Today is also the birthday of Elie Wiesel, the man who, according to Garrison Keillor’s Writer’s Almanac podcast this morning, broke the silence about the Holocaust and opened the eyes and hearts of millions—a generation really—to the horrors of the death camps, and to the experience of God-forsakenness. What the world owes him for his memory and his eloquence is beyond price.
Today is also the day we stand on the cusp of October 2017, the month in which we commemorate 500 years of the Reformation.
What do these things all have to do with each other?
In a discussion of Judaism yesterday, a student in my seminary class asked me how we as Lutherans are supposed to deal with Luther’s atrocious writings on the Jewish people. How can we call ourselves Lutheran, when the one whose name we bear wrote such unspeakable things about those whom today we consider dear cousins, whose enduring faith is the root of our own?

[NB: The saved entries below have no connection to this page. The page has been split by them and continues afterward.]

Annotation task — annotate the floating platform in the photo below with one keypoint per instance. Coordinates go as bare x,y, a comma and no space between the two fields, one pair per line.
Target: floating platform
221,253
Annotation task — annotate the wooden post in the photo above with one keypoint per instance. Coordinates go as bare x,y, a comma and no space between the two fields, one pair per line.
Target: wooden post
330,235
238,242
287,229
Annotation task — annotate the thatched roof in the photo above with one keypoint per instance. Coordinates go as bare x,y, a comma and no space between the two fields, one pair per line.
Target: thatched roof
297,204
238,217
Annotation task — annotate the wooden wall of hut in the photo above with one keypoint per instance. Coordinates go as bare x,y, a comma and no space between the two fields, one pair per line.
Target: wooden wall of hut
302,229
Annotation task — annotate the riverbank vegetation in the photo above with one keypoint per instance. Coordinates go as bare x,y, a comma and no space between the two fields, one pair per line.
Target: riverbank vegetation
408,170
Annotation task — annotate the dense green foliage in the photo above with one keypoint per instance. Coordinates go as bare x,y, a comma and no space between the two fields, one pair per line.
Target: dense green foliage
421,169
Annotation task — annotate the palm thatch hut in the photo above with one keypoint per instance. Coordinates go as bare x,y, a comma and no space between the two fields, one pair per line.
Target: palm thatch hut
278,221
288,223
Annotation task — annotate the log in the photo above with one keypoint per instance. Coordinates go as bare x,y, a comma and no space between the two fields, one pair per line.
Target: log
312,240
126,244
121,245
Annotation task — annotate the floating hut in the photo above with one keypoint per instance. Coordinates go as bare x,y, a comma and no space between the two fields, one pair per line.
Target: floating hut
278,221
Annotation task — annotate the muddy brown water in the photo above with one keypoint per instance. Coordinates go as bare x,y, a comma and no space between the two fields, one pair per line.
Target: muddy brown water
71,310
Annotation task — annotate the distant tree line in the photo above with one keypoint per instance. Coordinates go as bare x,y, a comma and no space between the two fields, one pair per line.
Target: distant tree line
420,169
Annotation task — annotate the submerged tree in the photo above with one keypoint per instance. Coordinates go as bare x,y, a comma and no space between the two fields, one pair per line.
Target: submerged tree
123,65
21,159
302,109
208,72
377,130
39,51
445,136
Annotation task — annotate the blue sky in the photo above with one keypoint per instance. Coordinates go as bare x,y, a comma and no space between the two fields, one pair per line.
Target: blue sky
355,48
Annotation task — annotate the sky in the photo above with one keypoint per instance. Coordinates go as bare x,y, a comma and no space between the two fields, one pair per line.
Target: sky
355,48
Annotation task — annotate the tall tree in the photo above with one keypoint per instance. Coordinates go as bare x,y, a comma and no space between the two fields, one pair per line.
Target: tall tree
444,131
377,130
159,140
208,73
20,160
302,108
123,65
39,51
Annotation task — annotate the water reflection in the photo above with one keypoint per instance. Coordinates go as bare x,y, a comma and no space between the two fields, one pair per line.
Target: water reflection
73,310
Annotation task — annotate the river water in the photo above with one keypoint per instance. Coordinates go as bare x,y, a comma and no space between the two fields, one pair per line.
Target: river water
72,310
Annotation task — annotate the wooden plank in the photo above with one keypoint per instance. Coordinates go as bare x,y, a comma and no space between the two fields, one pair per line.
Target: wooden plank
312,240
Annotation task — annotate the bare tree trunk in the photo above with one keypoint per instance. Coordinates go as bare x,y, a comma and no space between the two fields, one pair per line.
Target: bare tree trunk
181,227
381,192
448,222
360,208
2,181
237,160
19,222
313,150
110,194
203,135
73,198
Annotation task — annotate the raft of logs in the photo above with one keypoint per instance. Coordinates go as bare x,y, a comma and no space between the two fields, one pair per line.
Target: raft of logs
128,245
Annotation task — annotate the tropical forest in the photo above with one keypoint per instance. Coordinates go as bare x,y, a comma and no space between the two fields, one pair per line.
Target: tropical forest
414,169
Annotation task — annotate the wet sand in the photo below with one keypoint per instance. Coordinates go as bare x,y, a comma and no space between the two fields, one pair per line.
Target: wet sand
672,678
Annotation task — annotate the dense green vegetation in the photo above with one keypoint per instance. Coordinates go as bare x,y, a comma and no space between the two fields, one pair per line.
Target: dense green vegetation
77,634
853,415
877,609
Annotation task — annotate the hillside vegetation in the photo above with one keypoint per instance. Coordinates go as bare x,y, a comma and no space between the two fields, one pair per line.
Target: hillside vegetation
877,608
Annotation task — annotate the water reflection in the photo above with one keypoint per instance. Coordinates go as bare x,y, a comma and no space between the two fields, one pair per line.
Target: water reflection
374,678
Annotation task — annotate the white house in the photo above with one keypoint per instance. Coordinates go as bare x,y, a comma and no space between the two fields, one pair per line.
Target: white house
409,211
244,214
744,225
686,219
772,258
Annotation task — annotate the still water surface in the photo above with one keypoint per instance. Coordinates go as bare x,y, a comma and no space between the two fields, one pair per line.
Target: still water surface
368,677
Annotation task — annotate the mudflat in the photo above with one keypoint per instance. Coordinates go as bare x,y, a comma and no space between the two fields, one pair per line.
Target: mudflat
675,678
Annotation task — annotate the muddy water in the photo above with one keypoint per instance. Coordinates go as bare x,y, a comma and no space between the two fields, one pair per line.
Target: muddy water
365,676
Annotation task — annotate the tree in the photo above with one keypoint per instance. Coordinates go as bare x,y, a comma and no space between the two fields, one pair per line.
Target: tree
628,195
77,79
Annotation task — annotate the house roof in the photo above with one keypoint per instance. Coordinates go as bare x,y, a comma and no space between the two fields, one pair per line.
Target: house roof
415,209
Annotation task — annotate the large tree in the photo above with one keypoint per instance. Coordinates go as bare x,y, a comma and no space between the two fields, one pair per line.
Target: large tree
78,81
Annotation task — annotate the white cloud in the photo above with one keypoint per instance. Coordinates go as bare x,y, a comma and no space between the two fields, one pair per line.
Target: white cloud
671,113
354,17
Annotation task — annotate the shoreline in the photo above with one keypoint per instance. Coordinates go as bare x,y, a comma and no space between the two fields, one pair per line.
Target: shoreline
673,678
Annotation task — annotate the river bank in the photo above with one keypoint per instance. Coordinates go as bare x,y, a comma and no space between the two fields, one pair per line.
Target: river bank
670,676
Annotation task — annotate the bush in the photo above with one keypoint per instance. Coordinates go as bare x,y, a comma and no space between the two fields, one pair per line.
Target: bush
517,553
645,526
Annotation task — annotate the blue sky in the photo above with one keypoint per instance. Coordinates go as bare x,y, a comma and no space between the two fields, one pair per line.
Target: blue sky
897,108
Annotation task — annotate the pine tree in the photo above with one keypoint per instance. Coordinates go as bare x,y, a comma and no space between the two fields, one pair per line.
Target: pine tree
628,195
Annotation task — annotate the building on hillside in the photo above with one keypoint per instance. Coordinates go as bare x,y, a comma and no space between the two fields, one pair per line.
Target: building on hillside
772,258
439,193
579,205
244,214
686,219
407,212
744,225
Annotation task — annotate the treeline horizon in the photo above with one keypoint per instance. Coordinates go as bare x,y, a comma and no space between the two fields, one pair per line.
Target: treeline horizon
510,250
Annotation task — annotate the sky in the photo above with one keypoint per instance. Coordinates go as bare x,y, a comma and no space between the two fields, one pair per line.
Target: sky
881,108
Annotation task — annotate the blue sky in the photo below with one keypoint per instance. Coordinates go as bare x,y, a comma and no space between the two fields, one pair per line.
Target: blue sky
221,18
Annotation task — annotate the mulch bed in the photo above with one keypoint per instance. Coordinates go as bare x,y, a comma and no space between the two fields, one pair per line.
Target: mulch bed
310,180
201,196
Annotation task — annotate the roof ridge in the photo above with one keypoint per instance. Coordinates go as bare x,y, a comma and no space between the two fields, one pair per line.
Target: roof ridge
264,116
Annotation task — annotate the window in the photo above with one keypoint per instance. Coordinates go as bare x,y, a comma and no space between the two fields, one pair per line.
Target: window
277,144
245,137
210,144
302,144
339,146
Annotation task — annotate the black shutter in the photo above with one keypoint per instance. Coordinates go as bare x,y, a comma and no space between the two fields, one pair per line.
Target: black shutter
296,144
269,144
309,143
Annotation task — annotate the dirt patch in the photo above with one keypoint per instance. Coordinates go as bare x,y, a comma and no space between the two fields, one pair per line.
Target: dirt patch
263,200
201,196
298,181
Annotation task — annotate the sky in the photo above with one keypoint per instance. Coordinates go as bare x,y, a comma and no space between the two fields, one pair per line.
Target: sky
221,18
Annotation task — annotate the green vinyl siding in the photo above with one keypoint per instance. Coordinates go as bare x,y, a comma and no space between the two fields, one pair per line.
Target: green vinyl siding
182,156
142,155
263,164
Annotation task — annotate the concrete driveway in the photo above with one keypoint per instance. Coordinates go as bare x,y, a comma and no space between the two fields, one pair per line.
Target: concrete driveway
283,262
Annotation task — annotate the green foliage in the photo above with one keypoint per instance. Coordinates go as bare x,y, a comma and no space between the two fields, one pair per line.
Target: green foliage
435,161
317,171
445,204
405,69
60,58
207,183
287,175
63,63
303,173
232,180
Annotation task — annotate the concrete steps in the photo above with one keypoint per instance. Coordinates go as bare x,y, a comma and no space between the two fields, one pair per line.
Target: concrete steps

To make a long answer short (as if a theologian could ever give a short answer), basically, I said that it is incumbent upon us to know Luther’s writings well, to be the first to admit them and repent of them, and the first to move forward with hands outstretched to help build a different future together. It’s a three-fold process: remembering, repenting and renewing.
Those ideas also seem to me to be a big part of not only Yom Kippur, but also Wiesel’s writing. First, remembering is critical, not only for the sake of the past itself, but for the sake of the future. We can never just walk away from the past; it always comes with us. The challenge is to transform it so that it becomes something more than simply a burden, and maybe even a gift. We do this through repentance—through acknowledging where, how and against whom we have sinned, and asking for forgiveness. But we also do this through renewal—through seeing ourselves differently, relationships differently, and the future differently: seeing new possibilities and a new way forward.
Finally, all this together brings restoration: new life and new beginnings—not only for ourselves, but for the whole community, and even for the world.
May you be inscribed and sealed for a good year, and may you carry the past gently, looking forward to the future.